The Do-Over is the story of two old high school friends, Charlie McMillan (David Spade) and Max Kessler (Sandler), who haven't seen one another in a very long time and wind up reconneting at a high school reunion. Both are tired of the lives they are living, for wildly different reasons, and decide to fake their own deaths so they can start over, or rather Kessler decides for them without telling McMillan. A do over, if you will. They get two different identities, but as one might suspect, it doesn't all go according to plan and action-packed hijinks ensue.
Director Steven Brill has worked with Sandler in the past on both Little Nicky and Mr. Deeds, one of which wasn't a bad movie, and he returned for the three-peat to direct The Do-Over. Ultimately, it probably won't help or hurt his career beyond cashing the paycheck Netflix handed him. The reason being that, despite a premise that for a few minutes feels like it might actually work, the movie simply isn't good. Which, given Sandler's recent track record, seemingly no matter who he's working with, may not be all that surprising.
The best moments of the film (and despite it being pretty bad overall, there are a few), take place mostly in the beginning, before the film really goes off the rails. And with some of the very under used talent, who for some reason signed on for the action comedy.

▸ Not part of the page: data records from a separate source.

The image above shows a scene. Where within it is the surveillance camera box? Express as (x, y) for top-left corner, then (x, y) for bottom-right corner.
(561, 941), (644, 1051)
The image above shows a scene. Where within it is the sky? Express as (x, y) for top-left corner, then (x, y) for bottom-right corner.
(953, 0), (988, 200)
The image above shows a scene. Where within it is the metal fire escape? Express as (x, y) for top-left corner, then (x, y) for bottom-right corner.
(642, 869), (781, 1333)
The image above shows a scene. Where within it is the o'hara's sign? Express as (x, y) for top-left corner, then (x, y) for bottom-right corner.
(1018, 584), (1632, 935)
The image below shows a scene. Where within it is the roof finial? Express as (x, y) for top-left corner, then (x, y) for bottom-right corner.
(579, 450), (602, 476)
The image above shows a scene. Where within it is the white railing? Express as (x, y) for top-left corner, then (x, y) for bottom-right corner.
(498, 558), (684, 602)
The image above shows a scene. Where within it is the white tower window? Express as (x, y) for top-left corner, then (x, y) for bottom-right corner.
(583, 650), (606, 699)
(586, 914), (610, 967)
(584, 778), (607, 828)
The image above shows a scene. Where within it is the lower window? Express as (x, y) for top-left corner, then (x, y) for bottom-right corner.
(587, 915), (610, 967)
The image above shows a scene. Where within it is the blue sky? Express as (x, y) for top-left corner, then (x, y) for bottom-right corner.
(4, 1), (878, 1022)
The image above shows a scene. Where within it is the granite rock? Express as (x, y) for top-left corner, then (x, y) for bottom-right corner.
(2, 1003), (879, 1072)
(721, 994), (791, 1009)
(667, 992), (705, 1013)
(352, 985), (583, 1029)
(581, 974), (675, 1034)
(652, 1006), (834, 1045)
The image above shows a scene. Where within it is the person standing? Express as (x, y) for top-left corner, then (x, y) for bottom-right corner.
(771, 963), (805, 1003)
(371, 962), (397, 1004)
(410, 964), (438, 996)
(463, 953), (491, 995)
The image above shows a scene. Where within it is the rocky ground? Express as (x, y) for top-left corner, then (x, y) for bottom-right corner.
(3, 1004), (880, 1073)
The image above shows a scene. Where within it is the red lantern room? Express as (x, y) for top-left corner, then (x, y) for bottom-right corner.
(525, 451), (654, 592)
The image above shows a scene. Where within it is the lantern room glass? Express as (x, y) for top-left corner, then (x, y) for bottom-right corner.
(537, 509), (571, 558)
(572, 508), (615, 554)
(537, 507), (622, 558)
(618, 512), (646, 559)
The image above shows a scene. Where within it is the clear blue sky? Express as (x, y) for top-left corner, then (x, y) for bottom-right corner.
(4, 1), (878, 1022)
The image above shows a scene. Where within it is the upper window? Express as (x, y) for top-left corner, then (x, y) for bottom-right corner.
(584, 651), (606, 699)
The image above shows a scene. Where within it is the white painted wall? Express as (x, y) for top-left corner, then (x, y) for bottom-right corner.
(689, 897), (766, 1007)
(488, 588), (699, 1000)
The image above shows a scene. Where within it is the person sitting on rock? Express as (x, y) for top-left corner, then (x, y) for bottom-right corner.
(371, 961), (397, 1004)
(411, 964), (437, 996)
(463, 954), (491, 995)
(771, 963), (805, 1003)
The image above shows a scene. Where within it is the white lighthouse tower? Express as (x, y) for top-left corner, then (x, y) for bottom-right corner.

Stand-Up comedian Natasha Leggero plays David Spade's wife, and for the very little screen time she has, she is as funny as anyone who is familiar with her would come to expect. Kathryn Hahn also shows up for a hot second, and nobody is going to blame her for the unfortunate and unimpressive comedy this wound up being.
Outside of the central cast, a lot of Happy Madison regulars make appearances such as Nick Swardson and Luiz Guzman. They neither help nor hurt the finished product. The main problem with The Do-Over is that it is mostly flat. It isn't egregiously bad like some of Adam Sandler movies have been accused of being and it certainly never rises above anything beyond a low brow chuckle. That isn't necessarily a bad thing. Sandler's best movies such as Happy Gilmore and Billy Madison were never anything more than the best version of low brow, so nobody should hold that aspect of the The Do-Over against Sandler, being that, at his comedic best, that was never off the table.
At the end of the day, it is sort of fitting that Netflix is putting this movie out on Memorial Day weekend. Many people will be partying and drinking this weekend and honestly, if you had a few drinks in you and popped this movie on with some friends and didn't take it too seriously, you just might laugh a few times. That is about as solid of a compliment anyone can pay The Do-Over. The best parts of this movie, like the best parts of Sandler's career, are the moments where we get to see him be serious ala Punch Drunk Love. Though, those moments are far too brief in this effort. The reason Netflix has this deal with Sandler, and the reason people keep going to see his movies, is because he is a guy we know still has something good in him. Or at least we hope so. We want to root for him, but it is getting more difficult with each bad movie. At least this one came with your regularly monthly subscription fee.